/Customer-Loyalty-Analysis-From-Purchasing-Behavior

This is a customer loyalty analysis based on historical purchase behavior in R language.

Primary LanguageHTML

Customer-Loyalty-Analysis-From-Purchasing-Behavior

Introduction

Customer loyalty is important to companies because the cost of developing a new customer is much higher than maintaining an old customer. The decision makers in the company want to know if their promotions target to the right group of cardholders and how could they improve the marketing strategies in offering promotions from huge amounts of customer historical transactions. According to the need of the company, we apply regression algorithms on a broad set of explanatory variables derived from the historical transactions to predict the customer loyalty score and to find out important variables. (The loyalty score is calculated 2 months after historical and evaluation period based on new transaction. )

Methodology

  • Dataset

The datasets are retrieved from the Kaggle competition, Elo Merchant Category Recommendation. The train dataset contains basic information about cards and customer loyalty score (target). The historical transactions dataset contains information about up to 3 months' worth of transactions for every card. Considering the computing capacity, 20,000 out of 201,917 cards were randomly picked from the train dataset. Correspondingly, around 1,800,000 rows of the transactions of these cards are extracted from the historical transactions.

  • Data Preprocessing

Due to the nature of the transactional data, such as one card having multiple transactions from different merchants, it is necessary to merge the transactions of one card into a row and generate some new features by aggregating the amount, frequency and other properties. In addition, some outliers are found and dropped according to the plot of the distribution of the normalized customer loyalty score.

outliers

  • Exploratory Data Analysis

(1) The plots of loyalty score distribution and first active month show that there are more activated cards and a steady trend of the score in more recent months.

first_active_month

(2) The scatter plot matrix is used for analyzing some purchase-relevant variables. According to the plot, total amount of purchase is highly correlated with purchase frequency, while other variables have low linear correlation with the loyalty score. scatterplot

  • Random Forest

  • Gradient Boosting Gradient Tree (GBDT)

  • Evaluation

Root Mean Square Error (RMSE) is one of the most popular metrics for continuous variables, which represents the standard deviation of the differences between predicted values and observed values (residuals). Lower values of RMSE indicate better fit in the regression model.

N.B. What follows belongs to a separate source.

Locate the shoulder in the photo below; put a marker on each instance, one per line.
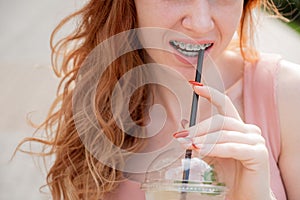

Implementation and Results

  • RF and GBDT model

The plot of RF shows the Mean Squared Error and the number of trees. The error rate stabilizes around 100 trees and continues to decrease very slowly. The RMSE on test data is 1.788.

RF rmse

The plot of GBDT model with a learning rate 0.03 shows that the train error (black line) decreases with the increase of iteration while the error rate by the cross-validation (green line) firstly goes down and later increases slowly which indicates the model is overfitting after 235 iterations. The RMSE on test data is 1.757.

GBDT

  • Importance Ranking

rf ranking

gbdt_ranking

The best model is trained by GBDT algorithm and the RMSE on test data is 1.757.

Finding

In the optimal model of GBDT, the top important features are the latest month of purchase, purchase frequency, purchase amount, mean of installments and maximum duration of purchases. The card categories seem not affect the customer loyalty so much. Since the data source does not provide the real category information, it could only be speculated that the card categories have little effect on the customer loyalty score (make new transactions) in the future.